Well more power to him I guess. From what I have seen the vast majority of craigslist metal lathes and mills in Oregon and Washington are filthy dirty abused junk. On occasion there's a nice clean machine that's been well maintained but it seems rare. The pricing wow, there was a guy recently trying to sell a G4003G for $4,200 and the thing only cost $3,295 new. Okay so it was relatively new and had a cheapo DRO but come on.

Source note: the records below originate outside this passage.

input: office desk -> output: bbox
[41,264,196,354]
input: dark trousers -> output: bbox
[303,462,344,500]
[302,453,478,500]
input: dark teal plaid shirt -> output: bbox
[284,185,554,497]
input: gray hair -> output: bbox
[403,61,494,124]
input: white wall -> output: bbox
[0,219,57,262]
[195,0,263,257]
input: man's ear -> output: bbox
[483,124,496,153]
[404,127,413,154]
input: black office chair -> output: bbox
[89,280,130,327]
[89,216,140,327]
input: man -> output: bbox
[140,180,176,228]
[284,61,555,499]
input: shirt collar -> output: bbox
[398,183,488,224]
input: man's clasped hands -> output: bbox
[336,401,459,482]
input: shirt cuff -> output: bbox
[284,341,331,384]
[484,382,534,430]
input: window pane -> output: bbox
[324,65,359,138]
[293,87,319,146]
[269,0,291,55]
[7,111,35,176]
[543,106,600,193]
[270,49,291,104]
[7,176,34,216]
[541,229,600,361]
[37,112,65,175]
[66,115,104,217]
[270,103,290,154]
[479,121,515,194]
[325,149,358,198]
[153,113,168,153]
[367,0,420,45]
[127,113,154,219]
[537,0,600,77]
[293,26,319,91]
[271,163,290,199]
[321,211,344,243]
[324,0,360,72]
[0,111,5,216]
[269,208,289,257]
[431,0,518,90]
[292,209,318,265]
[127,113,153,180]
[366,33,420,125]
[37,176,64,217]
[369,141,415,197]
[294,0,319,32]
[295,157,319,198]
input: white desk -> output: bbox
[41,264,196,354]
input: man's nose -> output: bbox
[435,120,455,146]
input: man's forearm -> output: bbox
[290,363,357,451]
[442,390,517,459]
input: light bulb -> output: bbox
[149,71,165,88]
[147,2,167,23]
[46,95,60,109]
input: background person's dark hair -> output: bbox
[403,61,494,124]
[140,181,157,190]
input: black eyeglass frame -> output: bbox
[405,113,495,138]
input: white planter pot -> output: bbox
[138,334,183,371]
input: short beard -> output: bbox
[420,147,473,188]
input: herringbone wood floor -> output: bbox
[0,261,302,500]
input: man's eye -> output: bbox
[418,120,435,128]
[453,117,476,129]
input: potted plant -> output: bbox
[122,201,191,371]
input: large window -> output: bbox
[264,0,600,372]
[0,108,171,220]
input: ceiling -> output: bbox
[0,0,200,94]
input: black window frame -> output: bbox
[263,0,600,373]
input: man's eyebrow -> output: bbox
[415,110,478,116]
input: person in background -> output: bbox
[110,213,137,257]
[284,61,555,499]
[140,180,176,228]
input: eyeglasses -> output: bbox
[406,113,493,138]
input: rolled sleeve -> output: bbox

I'm thinking of selling my G4003G and getting a larger lathe, mine will come with a $1,000 top quality DRO, an Aloris BXA QCTP and 6 tool holders, the factory BXA QCTP and 6 more tool holders, keyless chuck for the tailstock, probably 10 indexable tools plus inserts. I'm into it probably $5,500 or more and I was thinking price wise $2,900. Maybe I'm under pricing it but I generally price my stuff at 60% of new when its in like new condition.


----------



## Marvelicious (Mar 28, 2015)

Portland CL can be pretty amusing when it comes to tools.  Not a day goes by that you can't find something from HF posted for more than it sells for new.  As for machines, from the general drift I get following the forums, I imagine a guy with a good tow vehicle and good contacts back in the rust belt could make a living making regular runs with a trailer load of used machines from that part of the country.

Your price sounds reasonable to my mind for what you have... if I was shopping for a bit more  machine, you would have a potential customer!


----------